Siyasi iktidarın 657 Sayılı Devlet Memurları Kanunu’nda değişiklik yapmak istemesinin önemli nedenlerinden biri de kamu hizmetlerini yerellere bırakmaktır. Kamu hizmetlerinin özelleştirilmesi veya yerel yönetimler eliyle sağlanması, Türkiye’de ulus-devleti zayıflatma, milletleşme sürecini tersine çevirerek etnik kimliği öne çıkarma ve yerel güç odaklarının gücüne güç katarak insanları kullaştırma etkisi yaratacaktır. Özellikle eğitim ve sağlık hizmetlerinin yerel yönetimlere devri, Türkiye’de üniter devlet yapısının zayıflatılması ve eyalet sistemine geçişin adımları olacaktır.

EĞER BU DEĞİŞİKLİKLER GERÇEKLEŞİRSE;

* Kamu emekçilerine performansa dayalı ücret ödenecek, performans kriterini ise amirlerin iki dudağı ile kamu emekçisinin ne kadar itaatkar olup olmadığı belirleyecektir.

* Esnek ve kuralsız çalışma esas olacaktır. Haftada 5 gün ve 40 saat çalışma tarihe karışacak çalışma saatleri ve günlerini amirler belirleyecektir.

* Kamu emekçilerine rotasyon gelecek. Yürürlükteki yasada özel görevler için öngörülen rotasyon yöntemi bütün kamu emekçilerini kapsayacak biçimde yaygınlaştırılacak.

* Fazla çalışma ücreti tarihe karışacak.

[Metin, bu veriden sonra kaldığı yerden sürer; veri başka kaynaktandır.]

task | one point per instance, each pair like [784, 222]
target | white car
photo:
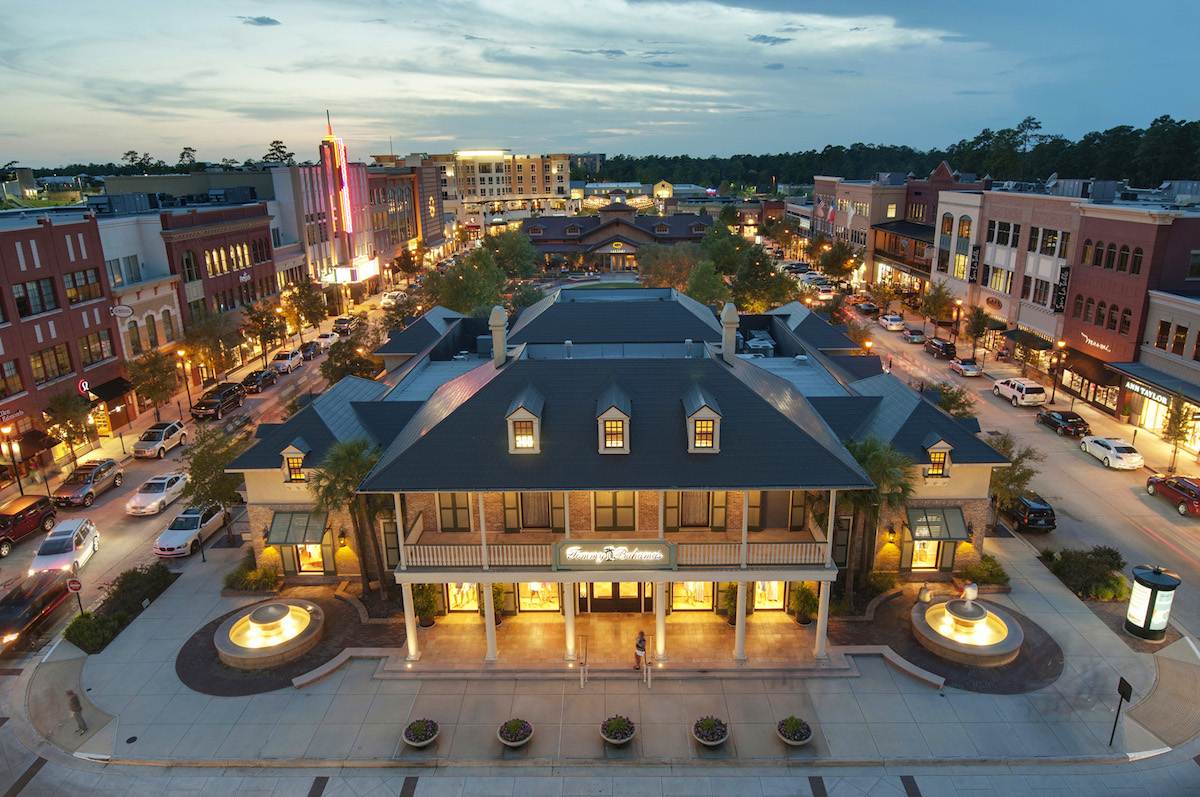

Emekli aylığına dahil olmaması için fazla mesai olarak ödenen ücretler kaldırılacak.

* Sendikal mücadele güçsüzleştirilecek. İş güvencesi elinden alınmış olan, kimisi yarı-zamanlı çalışan, kimisi evinden çalışan, ücretini performansa göre alan emekçilerin olduğu bir ortamda çalışanların birbirini tanıması, birbirine güven duyması, rekabet yerine dayanışmayı koyması ve örgütlenerek hak araması mucize sayılacak.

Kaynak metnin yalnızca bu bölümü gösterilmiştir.